The modest proposal comes a month after the public disclosure of an unpatched vulnerability took the debate to new highs. On June 9, Researcher Tavis Ormandy dropped detailed information about a critical bug in older versions of Windows that allowed attackers to take full control of a PC by luring its user to a booby-trapped website. Ormandy said he had notified Microsoft of the vulnerability just five days earlier, on a Saturday, and decided to take his advisory public when Microsoft didn't commit to fixing the flaw within two months.
Moussouris told The Register the company was unable to give Ormandy a timeline until it had finished investigating the bug, which resides in the Help Center of Windows XP and Server 2003 and was fixed earlier this month. Ormandy didn't respond to a request to comment by time of publication. Within days of the disclosure, reports began circulating that the previously undocumented flaw was being exploited by attackers.
Some people in security circles, including those at Microsoft, responded by noting that Ormandy worked for Google, and criticized him for releasing the details before Microsoft had a chance to fix the vulnerability, as the tenets of responsible disclosure hold.
On Tuesday, this Google blog post, which was co-written by Ormandy, criticized the term.
“The important implication of referring to this process as 'responsible' is that researchers who do not comply are seen as behaving improperly,” the post stated. “However, the inverse situation is often true: it can be irresponsible to permit a flaw to remain live for such an extended period of time.”
In Ormandy's post on the Full-disclosure forum — which he said represented his private opinion — he went further.
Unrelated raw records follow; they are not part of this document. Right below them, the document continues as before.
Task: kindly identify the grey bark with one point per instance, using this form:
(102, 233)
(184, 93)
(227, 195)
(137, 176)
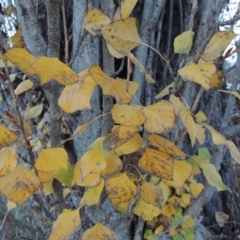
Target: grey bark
(86, 56)
(31, 30)
(108, 8)
(150, 16)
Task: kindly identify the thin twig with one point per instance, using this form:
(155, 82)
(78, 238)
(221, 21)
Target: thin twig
(193, 12)
(18, 114)
(197, 99)
(169, 39)
(230, 22)
(119, 70)
(65, 32)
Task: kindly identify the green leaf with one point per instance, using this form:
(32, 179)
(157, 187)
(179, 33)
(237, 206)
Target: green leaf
(183, 42)
(35, 111)
(189, 234)
(148, 234)
(204, 153)
(65, 176)
(178, 237)
(213, 177)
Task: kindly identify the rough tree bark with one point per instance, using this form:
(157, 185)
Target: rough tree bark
(160, 22)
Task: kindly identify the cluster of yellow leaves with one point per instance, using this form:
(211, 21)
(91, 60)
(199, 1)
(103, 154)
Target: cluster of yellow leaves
(121, 36)
(100, 166)
(205, 72)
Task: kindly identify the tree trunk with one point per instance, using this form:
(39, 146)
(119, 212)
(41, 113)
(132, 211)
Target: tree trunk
(159, 23)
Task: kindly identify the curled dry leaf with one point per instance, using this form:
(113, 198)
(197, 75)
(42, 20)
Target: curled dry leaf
(165, 145)
(160, 117)
(221, 218)
(23, 87)
(128, 115)
(118, 137)
(122, 33)
(157, 163)
(200, 73)
(120, 189)
(94, 22)
(217, 45)
(146, 210)
(125, 9)
(100, 232)
(19, 185)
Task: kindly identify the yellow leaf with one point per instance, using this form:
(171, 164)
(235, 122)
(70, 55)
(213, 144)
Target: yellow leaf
(132, 145)
(8, 162)
(128, 115)
(157, 163)
(200, 117)
(200, 73)
(160, 117)
(35, 111)
(233, 93)
(183, 42)
(94, 21)
(80, 129)
(65, 176)
(185, 200)
(159, 230)
(166, 191)
(177, 104)
(53, 69)
(187, 222)
(92, 195)
(122, 33)
(221, 218)
(46, 176)
(118, 137)
(217, 138)
(9, 9)
(130, 87)
(189, 124)
(146, 210)
(47, 188)
(16, 38)
(77, 96)
(200, 134)
(151, 194)
(125, 9)
(165, 91)
(120, 188)
(92, 179)
(213, 177)
(99, 232)
(22, 58)
(66, 224)
(233, 151)
(196, 189)
(165, 145)
(10, 205)
(114, 165)
(109, 85)
(217, 45)
(216, 80)
(128, 54)
(19, 185)
(6, 136)
(124, 207)
(52, 159)
(92, 161)
(168, 210)
(174, 200)
(23, 87)
(181, 172)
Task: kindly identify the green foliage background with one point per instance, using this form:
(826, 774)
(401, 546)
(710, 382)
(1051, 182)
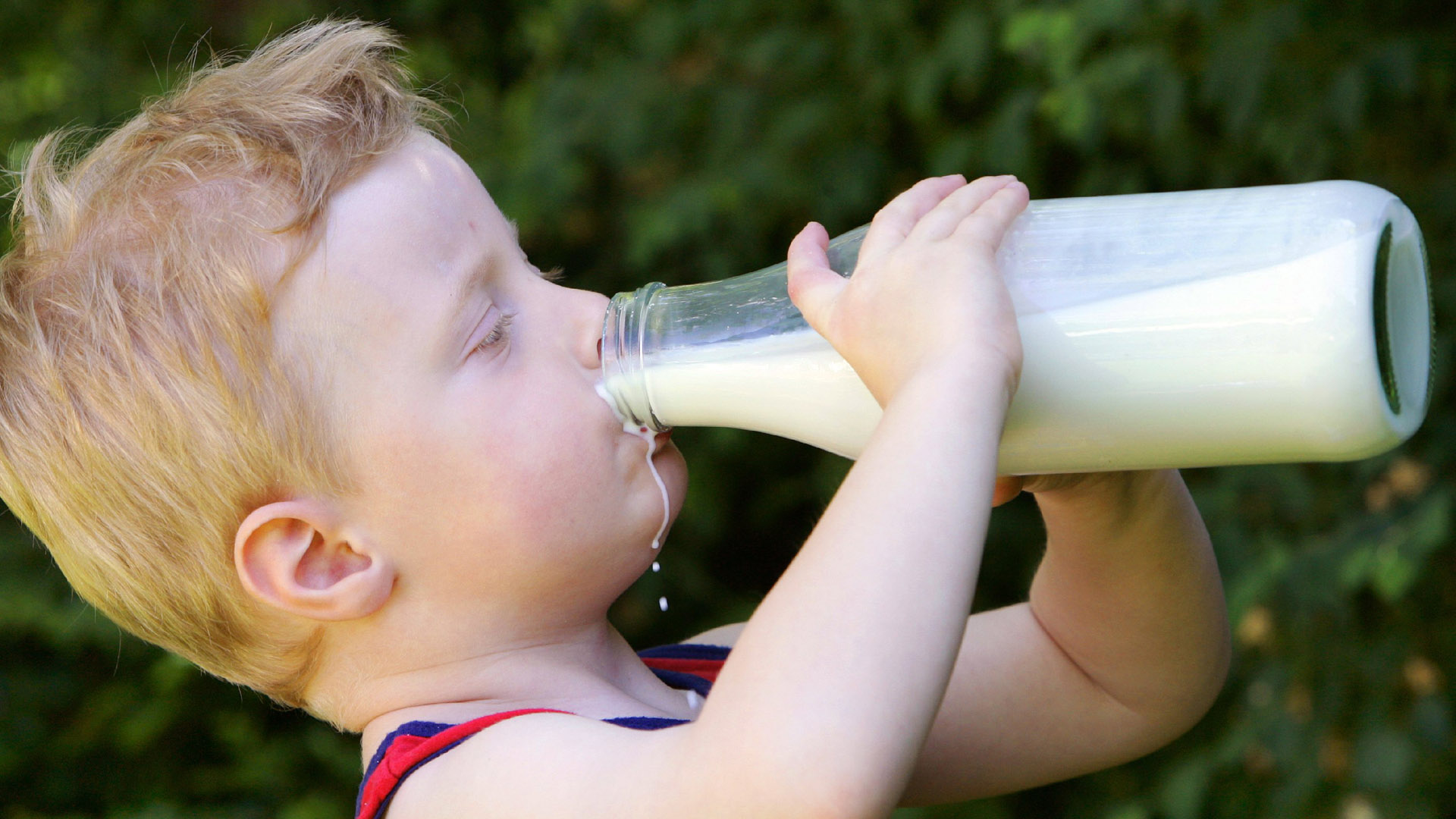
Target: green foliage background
(688, 140)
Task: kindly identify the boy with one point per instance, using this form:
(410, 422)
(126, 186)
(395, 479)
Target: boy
(283, 394)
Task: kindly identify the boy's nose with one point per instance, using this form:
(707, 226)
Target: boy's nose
(590, 311)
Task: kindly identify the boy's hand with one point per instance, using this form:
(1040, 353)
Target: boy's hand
(925, 292)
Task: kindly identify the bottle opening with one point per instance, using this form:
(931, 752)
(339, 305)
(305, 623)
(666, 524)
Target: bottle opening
(1382, 325)
(1402, 315)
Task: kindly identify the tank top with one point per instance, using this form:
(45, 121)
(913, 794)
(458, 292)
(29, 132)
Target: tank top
(686, 667)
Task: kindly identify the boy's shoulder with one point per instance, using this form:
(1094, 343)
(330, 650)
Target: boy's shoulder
(542, 764)
(561, 764)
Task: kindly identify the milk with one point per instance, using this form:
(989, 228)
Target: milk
(1269, 365)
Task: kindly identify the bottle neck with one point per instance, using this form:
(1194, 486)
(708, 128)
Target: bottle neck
(623, 331)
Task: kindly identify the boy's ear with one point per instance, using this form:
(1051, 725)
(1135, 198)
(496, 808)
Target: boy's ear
(293, 556)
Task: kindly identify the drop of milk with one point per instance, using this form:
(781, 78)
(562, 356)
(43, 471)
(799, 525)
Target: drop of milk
(647, 436)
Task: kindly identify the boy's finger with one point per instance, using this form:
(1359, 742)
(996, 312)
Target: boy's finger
(944, 218)
(989, 223)
(894, 222)
(813, 286)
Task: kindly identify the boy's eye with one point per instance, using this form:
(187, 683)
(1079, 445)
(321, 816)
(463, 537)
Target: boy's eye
(497, 334)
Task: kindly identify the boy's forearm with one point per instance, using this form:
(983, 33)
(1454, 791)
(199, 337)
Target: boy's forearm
(1128, 589)
(837, 676)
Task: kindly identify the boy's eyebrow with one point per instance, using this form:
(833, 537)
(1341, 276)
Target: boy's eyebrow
(457, 324)
(459, 321)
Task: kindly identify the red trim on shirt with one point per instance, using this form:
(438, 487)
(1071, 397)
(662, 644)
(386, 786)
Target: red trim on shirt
(408, 751)
(707, 670)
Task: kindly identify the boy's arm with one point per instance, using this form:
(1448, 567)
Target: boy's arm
(1123, 646)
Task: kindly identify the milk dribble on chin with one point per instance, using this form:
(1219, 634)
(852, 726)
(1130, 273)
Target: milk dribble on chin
(647, 436)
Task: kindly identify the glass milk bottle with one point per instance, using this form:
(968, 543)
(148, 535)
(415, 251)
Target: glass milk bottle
(1196, 328)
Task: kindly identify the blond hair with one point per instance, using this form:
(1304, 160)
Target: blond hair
(145, 404)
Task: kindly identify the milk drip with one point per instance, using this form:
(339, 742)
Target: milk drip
(1196, 328)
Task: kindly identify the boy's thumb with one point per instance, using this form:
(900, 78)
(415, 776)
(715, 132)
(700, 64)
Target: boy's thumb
(813, 286)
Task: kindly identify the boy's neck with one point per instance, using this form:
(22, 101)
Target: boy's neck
(590, 670)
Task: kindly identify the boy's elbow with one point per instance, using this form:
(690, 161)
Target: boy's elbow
(1183, 704)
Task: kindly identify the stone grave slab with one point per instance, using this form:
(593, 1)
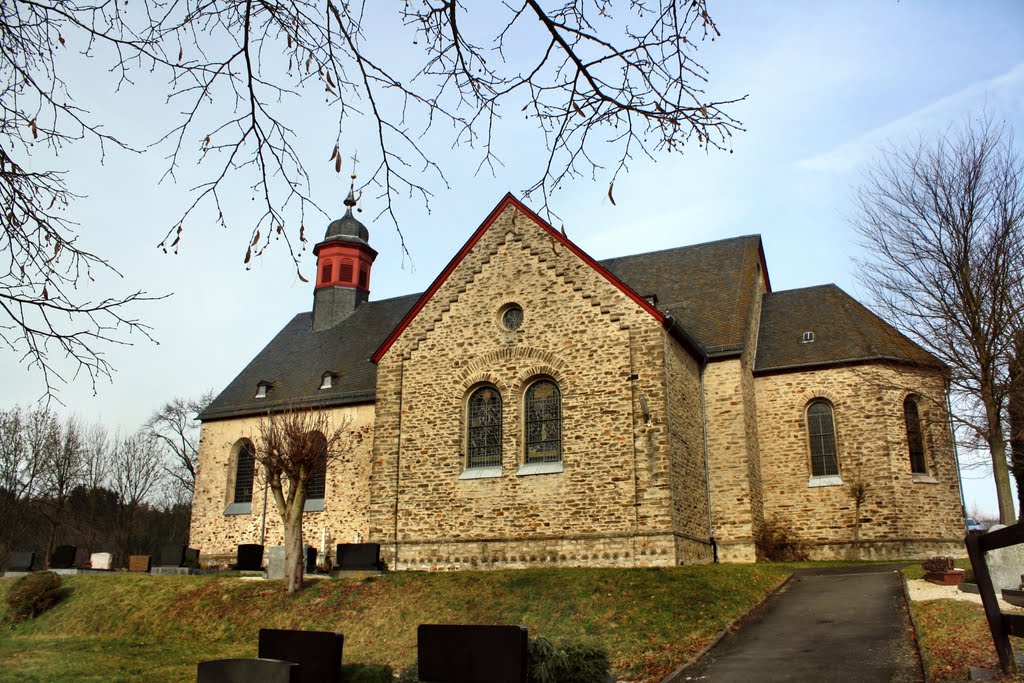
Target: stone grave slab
(248, 671)
(101, 561)
(460, 653)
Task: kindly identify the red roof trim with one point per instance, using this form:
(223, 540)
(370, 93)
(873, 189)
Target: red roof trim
(457, 259)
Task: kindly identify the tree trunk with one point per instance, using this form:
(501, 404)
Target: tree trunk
(1015, 414)
(294, 555)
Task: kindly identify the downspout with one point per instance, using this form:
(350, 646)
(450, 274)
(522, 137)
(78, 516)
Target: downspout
(704, 420)
(397, 457)
(636, 474)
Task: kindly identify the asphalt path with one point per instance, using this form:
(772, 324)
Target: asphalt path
(841, 624)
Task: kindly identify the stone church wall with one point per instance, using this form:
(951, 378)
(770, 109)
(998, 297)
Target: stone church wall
(610, 505)
(345, 503)
(903, 515)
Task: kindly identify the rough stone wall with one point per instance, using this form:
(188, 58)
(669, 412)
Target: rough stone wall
(611, 503)
(689, 501)
(903, 515)
(346, 498)
(733, 446)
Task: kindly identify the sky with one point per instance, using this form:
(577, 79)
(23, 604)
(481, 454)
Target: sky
(825, 85)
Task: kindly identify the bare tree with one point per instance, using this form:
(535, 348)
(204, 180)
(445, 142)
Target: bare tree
(64, 469)
(176, 426)
(136, 472)
(604, 82)
(292, 447)
(942, 223)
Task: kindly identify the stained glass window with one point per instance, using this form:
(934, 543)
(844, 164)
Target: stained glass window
(914, 438)
(316, 485)
(821, 431)
(544, 423)
(512, 317)
(484, 428)
(244, 472)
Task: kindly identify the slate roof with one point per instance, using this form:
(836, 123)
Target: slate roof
(296, 359)
(707, 288)
(845, 331)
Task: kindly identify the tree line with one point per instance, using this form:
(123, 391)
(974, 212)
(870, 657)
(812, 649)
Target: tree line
(68, 481)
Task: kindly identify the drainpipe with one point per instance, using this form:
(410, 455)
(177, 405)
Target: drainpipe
(704, 419)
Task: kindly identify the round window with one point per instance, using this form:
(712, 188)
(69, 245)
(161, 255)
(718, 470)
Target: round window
(512, 317)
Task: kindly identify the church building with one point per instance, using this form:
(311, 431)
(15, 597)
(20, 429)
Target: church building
(535, 407)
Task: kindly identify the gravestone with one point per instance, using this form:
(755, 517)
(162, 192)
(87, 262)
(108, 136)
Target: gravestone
(101, 560)
(358, 556)
(250, 557)
(171, 555)
(457, 653)
(138, 563)
(248, 671)
(20, 561)
(275, 562)
(1006, 565)
(64, 557)
(316, 652)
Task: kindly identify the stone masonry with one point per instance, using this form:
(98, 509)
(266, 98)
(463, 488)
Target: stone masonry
(612, 503)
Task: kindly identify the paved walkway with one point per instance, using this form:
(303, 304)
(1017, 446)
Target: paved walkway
(840, 624)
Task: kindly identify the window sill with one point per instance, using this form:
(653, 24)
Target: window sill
(239, 509)
(481, 473)
(540, 468)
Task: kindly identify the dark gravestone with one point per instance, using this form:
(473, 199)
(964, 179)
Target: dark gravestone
(64, 557)
(358, 556)
(171, 555)
(20, 561)
(248, 671)
(455, 653)
(250, 557)
(317, 652)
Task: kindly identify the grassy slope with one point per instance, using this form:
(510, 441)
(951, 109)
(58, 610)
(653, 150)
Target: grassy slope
(130, 627)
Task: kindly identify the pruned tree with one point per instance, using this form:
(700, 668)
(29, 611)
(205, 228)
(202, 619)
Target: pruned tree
(602, 82)
(175, 425)
(292, 447)
(942, 224)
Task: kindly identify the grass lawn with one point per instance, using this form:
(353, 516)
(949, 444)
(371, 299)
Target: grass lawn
(156, 628)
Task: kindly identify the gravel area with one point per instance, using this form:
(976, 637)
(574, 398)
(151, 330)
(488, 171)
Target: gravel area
(925, 590)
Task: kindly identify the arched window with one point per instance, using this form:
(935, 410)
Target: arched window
(821, 432)
(483, 431)
(245, 469)
(914, 436)
(316, 485)
(543, 410)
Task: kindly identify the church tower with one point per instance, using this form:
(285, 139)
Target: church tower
(343, 262)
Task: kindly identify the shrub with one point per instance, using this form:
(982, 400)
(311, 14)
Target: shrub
(774, 544)
(572, 663)
(32, 595)
(938, 563)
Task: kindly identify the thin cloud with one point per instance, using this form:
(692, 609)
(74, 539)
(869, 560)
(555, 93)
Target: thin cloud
(1004, 88)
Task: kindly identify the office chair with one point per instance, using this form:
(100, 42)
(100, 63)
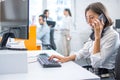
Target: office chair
(117, 65)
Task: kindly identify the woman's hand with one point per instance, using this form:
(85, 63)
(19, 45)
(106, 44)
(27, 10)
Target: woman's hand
(98, 27)
(60, 58)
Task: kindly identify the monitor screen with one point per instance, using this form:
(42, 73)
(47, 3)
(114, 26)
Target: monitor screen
(14, 17)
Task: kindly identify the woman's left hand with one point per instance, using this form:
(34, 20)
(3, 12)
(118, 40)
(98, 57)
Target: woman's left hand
(98, 27)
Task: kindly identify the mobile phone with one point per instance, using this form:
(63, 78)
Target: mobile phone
(102, 17)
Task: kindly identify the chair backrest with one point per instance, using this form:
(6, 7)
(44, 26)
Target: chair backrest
(53, 46)
(117, 65)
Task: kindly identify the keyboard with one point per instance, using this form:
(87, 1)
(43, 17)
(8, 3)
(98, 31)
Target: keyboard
(43, 60)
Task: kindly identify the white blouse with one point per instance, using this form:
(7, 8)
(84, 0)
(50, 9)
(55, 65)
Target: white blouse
(106, 57)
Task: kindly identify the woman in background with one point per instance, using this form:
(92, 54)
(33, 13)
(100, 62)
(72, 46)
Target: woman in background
(67, 26)
(46, 14)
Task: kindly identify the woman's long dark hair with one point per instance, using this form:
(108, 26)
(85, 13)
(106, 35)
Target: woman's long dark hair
(99, 9)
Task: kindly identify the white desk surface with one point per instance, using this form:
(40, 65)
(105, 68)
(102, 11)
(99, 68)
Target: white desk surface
(68, 71)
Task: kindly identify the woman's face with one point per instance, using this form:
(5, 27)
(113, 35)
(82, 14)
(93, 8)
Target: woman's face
(91, 16)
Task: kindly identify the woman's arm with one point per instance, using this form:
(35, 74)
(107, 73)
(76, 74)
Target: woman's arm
(63, 59)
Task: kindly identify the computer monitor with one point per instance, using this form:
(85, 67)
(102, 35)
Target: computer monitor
(14, 17)
(117, 23)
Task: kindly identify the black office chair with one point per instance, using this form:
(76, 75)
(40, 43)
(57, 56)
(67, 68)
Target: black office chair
(117, 66)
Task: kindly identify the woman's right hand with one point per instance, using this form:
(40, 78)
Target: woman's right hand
(60, 58)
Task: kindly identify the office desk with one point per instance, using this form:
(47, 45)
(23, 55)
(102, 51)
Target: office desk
(68, 71)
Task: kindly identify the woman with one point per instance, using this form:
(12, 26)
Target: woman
(103, 42)
(46, 14)
(67, 25)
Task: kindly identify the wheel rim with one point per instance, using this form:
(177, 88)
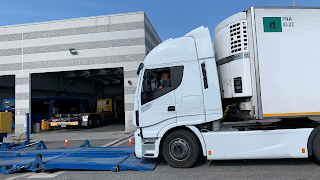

“This is another example of the problems with bug secrecy (or in PR speak, 'responsible disclosure'),” he wrote. “Those of us who work hard to keep networks safe are forced to work in isolation without the open collaboration with our peers that we need, especially in complex cases like this, where creative thinking and input from experts in multiple disciplines is required to join the dots.”
Moussouris said the move to retire the term started long before the most recent firestorm ignited and noted that an International Standards Organization committee in April unanimously voted to drop the word “responsible” from its discussion on vulnerability reporting. Indeed, Steve Christey, who helped release the 'Responsible Disclosure' draft for the Internet Engineering Task Force in 2002, said the term has outlived its usefulness.
“I fully support an active push for more objective terminology within the industry,” he told El Reg. “This may help keep the long-running debate more focused on results instead of name-calling.”
In essence, coordinated vulnerability disclosure would work much like responsible disclosure: Researchers would be encouraged to report security bugs to the responsible software maker or other trusted organization and agree to keep all details private until a mutually agreed-upon time. But in the event the two sides don't see eye to eye, they would continue talking. In the event the finder decides to make the vulnerability public, he would communicate those plans to the software maker ahead of time.
“Even if you don't share disclosure philosophies with us — for example, if you're a proponent of full disclosure — we still want to talk to you,” Moussouris said. “Even if you believe in full disclosure, it is definitely worth it to come to us and let us know. Anything that helps us get a head start against attackers is what we want.”